REKLAMA
  1. bizblog
  2. Energetyka

Polacy nie chcą kotłów na gaz. Największym hitem są pompy ciepła

Coraz głośniej słychać nawoływania ekspertów do osiągnięcia niezależności energetycznej, przy okazji zrywania z paliwami kopalnymi, w tym też gazem ziemnym. Najnowsze statystyki programu Czyste Powietrze pokazują, że Polacy już zaczęli to sami robić, nie oglądając się ani na polskich, ani na unijnych polityków.

09.05.2022
5:12
OZE-granty-mieszkania
REKLAMA

Pompy ciepła robią furorę w Polsce. Z najnowszych statystyk programu Czyste Powietrze wynika, że pierwszy raz w jego historii, a więc od września 2018 r., największą popularnością nie cieszą się piece na gaz ani na biomasę. Zdecydowanie najwięcej beneficjentów (39 proc.) decyduje się na instalację właśnie pomp ciepła. A jak dodatkowo podkreślają Monika Morawiecka i Jan Rosenow na łamach FORESIGHT Climate & Energy, w minionym roku odnotowano w naszym kraju najszybsze tempo wzrostu sprzedaży pomp ciepła w Europie. 

REKLAMA

Oczekuje się dalszego rozwoju sektora pomp ciepła w Polsce, który będzie musiał nastąpić, aby w dalszym ciągu zastępować ogrzewanie węglowe – konkludują autorzy.

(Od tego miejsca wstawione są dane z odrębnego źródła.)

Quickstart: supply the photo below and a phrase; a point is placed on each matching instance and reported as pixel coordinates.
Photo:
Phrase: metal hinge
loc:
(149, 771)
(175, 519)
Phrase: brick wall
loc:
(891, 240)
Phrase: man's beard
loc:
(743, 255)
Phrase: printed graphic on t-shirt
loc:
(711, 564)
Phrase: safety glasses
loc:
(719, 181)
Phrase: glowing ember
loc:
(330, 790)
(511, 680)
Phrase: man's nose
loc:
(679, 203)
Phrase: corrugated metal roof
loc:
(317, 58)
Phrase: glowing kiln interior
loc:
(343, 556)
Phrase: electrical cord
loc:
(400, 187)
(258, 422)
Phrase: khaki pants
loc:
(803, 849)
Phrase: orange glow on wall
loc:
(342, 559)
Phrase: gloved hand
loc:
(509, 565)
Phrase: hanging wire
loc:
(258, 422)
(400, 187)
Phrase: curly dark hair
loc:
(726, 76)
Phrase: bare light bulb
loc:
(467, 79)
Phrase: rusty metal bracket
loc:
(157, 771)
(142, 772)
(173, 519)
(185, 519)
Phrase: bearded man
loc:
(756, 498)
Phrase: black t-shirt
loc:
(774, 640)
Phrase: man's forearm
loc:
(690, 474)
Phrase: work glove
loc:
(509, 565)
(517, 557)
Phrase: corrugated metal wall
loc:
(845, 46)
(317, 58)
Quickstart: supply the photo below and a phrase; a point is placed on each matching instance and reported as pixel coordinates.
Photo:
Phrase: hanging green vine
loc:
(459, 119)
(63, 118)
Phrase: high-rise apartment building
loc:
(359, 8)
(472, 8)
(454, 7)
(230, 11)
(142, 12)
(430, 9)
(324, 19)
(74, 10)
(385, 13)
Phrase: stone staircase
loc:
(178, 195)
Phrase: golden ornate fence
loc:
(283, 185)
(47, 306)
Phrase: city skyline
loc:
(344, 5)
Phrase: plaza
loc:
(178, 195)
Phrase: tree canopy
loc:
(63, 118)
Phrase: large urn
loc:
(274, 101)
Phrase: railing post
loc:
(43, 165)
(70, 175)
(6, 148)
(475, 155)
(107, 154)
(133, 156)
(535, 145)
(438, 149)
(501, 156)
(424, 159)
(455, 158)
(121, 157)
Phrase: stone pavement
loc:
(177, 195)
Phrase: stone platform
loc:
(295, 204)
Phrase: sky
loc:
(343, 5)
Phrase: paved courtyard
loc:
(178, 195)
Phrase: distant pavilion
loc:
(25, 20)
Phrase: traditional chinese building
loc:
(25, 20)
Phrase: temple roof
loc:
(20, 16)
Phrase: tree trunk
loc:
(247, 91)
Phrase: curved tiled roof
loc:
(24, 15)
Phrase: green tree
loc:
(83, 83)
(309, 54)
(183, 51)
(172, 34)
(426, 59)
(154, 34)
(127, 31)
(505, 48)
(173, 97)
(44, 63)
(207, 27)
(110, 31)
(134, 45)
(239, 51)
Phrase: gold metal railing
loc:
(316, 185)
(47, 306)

Może w tym pomóc rosnąca presja cenowa na gaz, ale też takie programy jak Czyste Powietrze, STOP Smog, czy Moje Ciepło w ramach którego na zakup i montaż wybranej pompy ciepła będzie można dostać od 7 do maksymalnie 21 tys. zł.

W Polsce pompy ciepła zaczynają wygrywać z gazem

Tylko w 2021 r. polski rynek pomp ciepła wzrósł o 66 proc. Patrząc na ostatnią dekadę liczba sprzedanych w tym czasie tego typu urządzeń spuchła aż o 50 razy. W sumie w ubiegłym roku zainstalowano ponad 90 tys. pomp, osiągając łączną liczbę przeszło 330 tys. urządzeń.

W przeliczeniu na jednego mieszkańca, w ubiegłym roku zainstalowano więcej pomp ciepła niż na innych kluczowych wschodzących rynkach pomp ciepła, takich jak Niemcy i Wielka Brytania – przekonują Morawiecka i Rosenow.

Ale to ciągle za mało. Z analiz bowiem wynika, że Polacy zużywają do ogrzewania swoich domów aż 87 proc. węgla spalanego przez wszystkie gospodarstwa domowe w UE. Nasz sektor ciepłowniczy zaś jest odpowiedzialny za prawie jedną czwartą wszystkich emisji CO2 w Polsce.

Trzeba sięgać coraz głębiej po węgiel

Morawiecka i Rosenow zauważają, że polskie kopalnie węgla są notorycznie mało wydajne. Eksploatacja staje się coraz mniej opłacalna z przyczyn czysto geologicznych. Średnia głębokość wydobycia wynosi obecnie wszak prawie 800 m pod ziemią, a to generuje coraz wyższe koszty. Tak te ekonomiczne, jak i ludzkie, co niestety ukazały dwa ostatnie tragiczne wypadki w kopalniach JSW, w których zginęło do tej pory 19 osób, a 7 ciągle nie odnaleziono. 

Dlatego zalecane jest całkowite wyeliminowanie węgla z indywidualnego ogrzewania. Najlepiej przez masowe wprowadzenie pomp ciepła i programów efektywności energetycznej. Przy zwiększeniu potencjału OZE, w czym powinno w pierwszej kolejności pomóc zniesienie barier legislacyjnych, jak zasada 10H, która od lat skutecznie hamuje ekspansję energetyki wiatrowej na lądzie. 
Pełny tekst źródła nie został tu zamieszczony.